Werner Halter tente de se montrer rassurant. «Si nécessaire, vous pouvez faire une estimation sur une semaine ou un mois. Mais le temps qu’il faut pour rassembler toutes les données est souvent largement surestimé. Cela représente au maximum deux jours de travail.» Dans tous les cas, le spécialiste assure qu’il y aura une part d’incertitude dans ces chiffres. Ceux-ci reposent, d’ailleurs, principalement sur la bonne foi de l’institution analysée. Ce qui ne représente pas un problème aux yeux du responsable. «Le bilan n’est pas une fin en soi. Nous ne sommes pas là pour dire si le résultat est bon ou pas. Le but, c’est de voir dans quels domaines la consommation est importante et où on peut fixer des objectifs de réduction pour l’année suivante», détaille-t-il, soulignant la nécessité de renouveler l’opération à plusieurs reprises afin de pouvoir comparer. Dans le cas de l’évêché, les premiers résultats sont attendus d’ici à la fin de l’année, mais le Fribourgeois a déjà une petite estimation en tête. «On devrait être aux alentours de 50 tonnes de CO₂ générées par an, avec le chauffage et la mobilité comme éléments principaux», pronostique-t-il. Il reconnaît, toutefois, que le diagnostic final réserve parfois des surprises. «On a eu un bureau d’architecture qui faisait très attention sur de nombreux points, mais l’utilisation de la machine à café représentait 10% de leur bilan.»
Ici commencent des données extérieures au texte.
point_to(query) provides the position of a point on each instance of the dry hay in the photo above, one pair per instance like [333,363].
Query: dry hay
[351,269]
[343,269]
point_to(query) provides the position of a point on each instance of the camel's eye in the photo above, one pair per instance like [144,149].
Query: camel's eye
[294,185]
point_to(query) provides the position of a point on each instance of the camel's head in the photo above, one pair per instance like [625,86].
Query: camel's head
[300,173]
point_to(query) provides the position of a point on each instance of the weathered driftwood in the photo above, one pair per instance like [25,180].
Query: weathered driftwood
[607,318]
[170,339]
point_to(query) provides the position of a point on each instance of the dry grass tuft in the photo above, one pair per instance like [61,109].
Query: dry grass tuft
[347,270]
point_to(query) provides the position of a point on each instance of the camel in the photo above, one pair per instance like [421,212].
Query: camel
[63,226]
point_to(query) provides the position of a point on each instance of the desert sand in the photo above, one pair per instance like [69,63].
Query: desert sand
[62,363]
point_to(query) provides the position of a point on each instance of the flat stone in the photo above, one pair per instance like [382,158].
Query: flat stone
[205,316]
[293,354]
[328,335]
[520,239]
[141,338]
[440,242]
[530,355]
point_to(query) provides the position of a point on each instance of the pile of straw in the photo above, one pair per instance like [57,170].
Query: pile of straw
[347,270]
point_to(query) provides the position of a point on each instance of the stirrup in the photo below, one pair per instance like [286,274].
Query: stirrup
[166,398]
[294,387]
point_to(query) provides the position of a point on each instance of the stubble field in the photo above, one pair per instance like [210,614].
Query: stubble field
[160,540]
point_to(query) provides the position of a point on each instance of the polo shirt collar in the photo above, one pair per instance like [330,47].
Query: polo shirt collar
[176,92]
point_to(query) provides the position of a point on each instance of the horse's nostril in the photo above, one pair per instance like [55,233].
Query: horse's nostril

«Les entreprises ont intérêt à anticiper»

Du côté de l’évêché, Laure Christine Grandjean et Léonie Dumoulin voient leur démarche comme une manière de sensibiliser leurs collègues, mais pas seulement. «C’est aussi une façon de montrer l’exemple, en espérant que cela pourra inciter d’autres entités à faire de même.» Werner Halter approuve: «Aujourd’hui, pratiquement personne n’a conscience de son impact sur l’environnement. Pourtant, les entreprises ont un véritable intérêt à anticiper.» Climate Services reçoit d’ailleurs de plus en plus de demandes. Au total, la société s’occupe, aujourd’hui, d’une cinquantaine de clients. Selon son fondateur, un véritable changement de paradigme est en cours. «On parle de plus en plus de ce sujet. Tous les pays, notamment la Suisse, ont décidé d’agir. Le calendrier n’est pas encore clair, mais, tôt ou tard, les lois vont changer. Pour les entreprises, ce n’est plus seulement une question d’image, c’est une question de survie.»